The stat_density function created the plotted data. Parameters that effect how the density estimate is calculated are passed through the geom function.
# bumpier
pcarat + geom_density(adjust=0.5) + scale_x_continuous(limits=c(0,3))
## Warning: Removed 32 rows containing non-finite values (stat_density).
# smoother
pcarat + geom_density(adjust=5) + scale_x_continuous(limits=c(0,3))
## Warning: Removed 32 rows containing non-finite values (stat_density).
If you also map an aesthetic to a discrete variable, like color or fill, it splits the data on this variable and plots them overlaid or stacked.
pcarat + geom_histogram(binwidth=0.1, aes(fill=color)) + scale_x_continuous(limits=c(0,3))
# Here color is the variable from the dataset
pcarat + geom_histogram(binwidth=0.1, aes(color=color)) + scale_x_continuous(limits=c(0,3))
# here, color is an aesthetic and the variable in the data
# This just colored the border and left the fill as black
pcarat + geom_density(aes(color=color)) + scale_x_continuous(limits=c(0,3))
## Warning: Removed 1 rows containing non-finite values (stat_density).
## Warning: Removed 1 rows containing non-finite values (stat_density).
## Warning: Removed 1 rows containing non-finite values (stat_density).
## Warning: Removed 1 rows containing non-finite values (stat_density).
## Warning: Removed 6 rows containing non-finite values (stat_density).
## Warning: Removed 13 rows containing non-finite values (stat_density).
## Warning: Removed 9 rows containing non-finite values (stat_density).
pcarat + geom_density(aes(fill=color)) + scale_x_continuous(limits=c(0,3))
## Warning: Removed 1 rows containing non-finite values (stat_density).
## Warning: Removed 1 rows containing non-finite values (stat_density).
## Warning: Removed 1 rows containing non-finite values (stat_density).
## Warning: Removed 1 rows containing non-finite values (stat_density).
## Warning: Removed 6 rows containing non-finite values (stat_density).
## Warning: Removed 13 rows containing non-finite values (stat_density).
## Warning: Removed 9 rows containing non-finite values (stat_density).
The line geom draws line segments between the points, ordered by x.
Here we use the economics dataframe that contains 40 years of US economics data.
str(economics)
## 'data.frame': 478 obs. of 6 variables:
## $ date : Date, format: "1967-06-30" "1967-07-31" ...
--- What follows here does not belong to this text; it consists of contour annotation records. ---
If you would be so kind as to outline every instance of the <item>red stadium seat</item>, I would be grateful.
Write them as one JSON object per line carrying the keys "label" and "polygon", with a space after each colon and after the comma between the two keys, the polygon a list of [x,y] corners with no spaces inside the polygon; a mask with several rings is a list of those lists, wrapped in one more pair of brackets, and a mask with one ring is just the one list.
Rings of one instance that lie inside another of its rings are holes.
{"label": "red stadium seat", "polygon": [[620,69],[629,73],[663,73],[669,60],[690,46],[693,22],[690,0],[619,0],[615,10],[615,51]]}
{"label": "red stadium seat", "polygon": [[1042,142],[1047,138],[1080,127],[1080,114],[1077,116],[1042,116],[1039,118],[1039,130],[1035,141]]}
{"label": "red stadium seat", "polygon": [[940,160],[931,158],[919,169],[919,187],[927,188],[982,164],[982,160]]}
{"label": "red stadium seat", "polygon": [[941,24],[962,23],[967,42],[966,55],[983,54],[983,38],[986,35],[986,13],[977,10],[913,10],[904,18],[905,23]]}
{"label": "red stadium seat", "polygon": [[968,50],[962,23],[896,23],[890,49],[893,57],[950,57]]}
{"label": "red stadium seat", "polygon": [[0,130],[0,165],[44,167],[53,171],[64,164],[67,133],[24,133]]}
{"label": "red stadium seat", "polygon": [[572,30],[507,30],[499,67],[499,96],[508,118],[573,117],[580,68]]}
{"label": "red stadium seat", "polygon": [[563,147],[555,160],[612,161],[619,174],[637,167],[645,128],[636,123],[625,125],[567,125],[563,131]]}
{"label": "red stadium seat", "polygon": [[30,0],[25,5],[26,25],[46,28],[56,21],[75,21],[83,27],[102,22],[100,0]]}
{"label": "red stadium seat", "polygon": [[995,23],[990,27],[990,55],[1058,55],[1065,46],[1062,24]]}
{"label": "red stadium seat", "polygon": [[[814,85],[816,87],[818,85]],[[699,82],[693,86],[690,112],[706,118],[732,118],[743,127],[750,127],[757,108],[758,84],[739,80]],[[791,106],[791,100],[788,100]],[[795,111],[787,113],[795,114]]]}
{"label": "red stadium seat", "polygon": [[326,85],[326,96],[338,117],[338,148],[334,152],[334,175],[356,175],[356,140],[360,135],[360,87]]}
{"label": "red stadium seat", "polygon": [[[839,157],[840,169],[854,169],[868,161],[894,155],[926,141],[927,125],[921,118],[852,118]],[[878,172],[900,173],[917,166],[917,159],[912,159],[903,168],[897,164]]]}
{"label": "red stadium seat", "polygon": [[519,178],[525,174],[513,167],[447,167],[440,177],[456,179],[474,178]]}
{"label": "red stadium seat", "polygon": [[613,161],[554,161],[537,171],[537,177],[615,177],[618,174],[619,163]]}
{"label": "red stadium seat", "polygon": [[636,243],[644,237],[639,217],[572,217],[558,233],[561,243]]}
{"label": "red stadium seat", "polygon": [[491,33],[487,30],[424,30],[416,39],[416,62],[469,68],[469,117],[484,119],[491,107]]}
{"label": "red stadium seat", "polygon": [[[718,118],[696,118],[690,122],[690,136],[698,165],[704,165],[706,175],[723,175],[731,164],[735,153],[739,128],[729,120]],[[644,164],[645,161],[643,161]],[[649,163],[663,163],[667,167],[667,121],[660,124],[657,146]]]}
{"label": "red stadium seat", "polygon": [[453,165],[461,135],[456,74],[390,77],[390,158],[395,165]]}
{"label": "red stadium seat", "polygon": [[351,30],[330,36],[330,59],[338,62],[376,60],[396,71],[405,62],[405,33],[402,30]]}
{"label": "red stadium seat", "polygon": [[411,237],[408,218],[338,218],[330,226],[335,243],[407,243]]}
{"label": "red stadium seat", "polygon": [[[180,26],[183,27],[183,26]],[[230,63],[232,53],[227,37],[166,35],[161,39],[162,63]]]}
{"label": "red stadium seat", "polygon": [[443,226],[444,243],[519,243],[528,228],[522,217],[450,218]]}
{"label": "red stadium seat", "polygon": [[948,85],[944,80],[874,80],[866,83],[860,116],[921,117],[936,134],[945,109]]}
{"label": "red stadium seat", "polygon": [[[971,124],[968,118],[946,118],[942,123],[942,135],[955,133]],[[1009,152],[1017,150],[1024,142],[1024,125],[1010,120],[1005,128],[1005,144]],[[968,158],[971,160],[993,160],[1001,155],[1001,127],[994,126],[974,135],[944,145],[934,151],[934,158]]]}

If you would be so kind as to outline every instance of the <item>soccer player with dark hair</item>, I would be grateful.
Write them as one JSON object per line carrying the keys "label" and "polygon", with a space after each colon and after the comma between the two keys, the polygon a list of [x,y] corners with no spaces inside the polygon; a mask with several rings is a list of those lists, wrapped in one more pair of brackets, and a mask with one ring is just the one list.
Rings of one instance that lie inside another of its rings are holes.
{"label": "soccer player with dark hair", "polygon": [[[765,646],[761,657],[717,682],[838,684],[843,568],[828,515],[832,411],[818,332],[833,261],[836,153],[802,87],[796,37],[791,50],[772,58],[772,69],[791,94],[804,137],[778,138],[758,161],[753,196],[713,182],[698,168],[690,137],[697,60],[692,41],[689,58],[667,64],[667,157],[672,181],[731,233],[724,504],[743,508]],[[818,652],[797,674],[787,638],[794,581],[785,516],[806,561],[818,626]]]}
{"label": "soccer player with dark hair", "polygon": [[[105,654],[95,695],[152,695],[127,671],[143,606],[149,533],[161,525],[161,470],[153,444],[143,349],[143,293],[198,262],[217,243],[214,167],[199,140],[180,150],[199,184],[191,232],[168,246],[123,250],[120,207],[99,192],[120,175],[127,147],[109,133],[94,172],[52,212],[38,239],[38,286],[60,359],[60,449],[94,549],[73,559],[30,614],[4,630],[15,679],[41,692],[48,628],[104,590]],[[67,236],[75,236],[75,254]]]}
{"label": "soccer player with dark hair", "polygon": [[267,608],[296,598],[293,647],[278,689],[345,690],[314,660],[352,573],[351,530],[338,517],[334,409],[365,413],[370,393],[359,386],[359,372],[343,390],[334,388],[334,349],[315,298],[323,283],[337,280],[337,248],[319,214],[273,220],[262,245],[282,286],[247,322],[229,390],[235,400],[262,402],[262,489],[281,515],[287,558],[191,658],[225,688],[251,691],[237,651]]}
## $ pce : num 508 511 517 513 518 ...
## $ pop : int 198712 198911 199113 199311 199498 199657 199808 199920 200056 200208 ...
## $ psavert : num 9.8 9.8 9 9.8 9.7 9.4 9 9.5 8.9 9.6 ...
## $ uempmed : num 4.5 4.7 4.6 4.9 4.7 4.8 5.1 4.5 4.1 4.6 ...
## $ unemploy: int 2944 2945 2958 3143 3066 3018 2878 3001 2877 2709 ...
We compute unemployment rate as unemploy/pop. uempmed is the median number of weeks unemployed. Let’s plot these two.
pemp <- ggplot(data = economics, aes(x=date, y= unemploy/pop))
pemp + geom_line()
ggplot(data = economics, aes(x=date, y= uempmed)) + geom_line()
It would be good to superimpose the two plots on one. The y axis means different things but maybe we could stack them vertically to see where the spikes are. This requires rearranging the data.frame and using facets.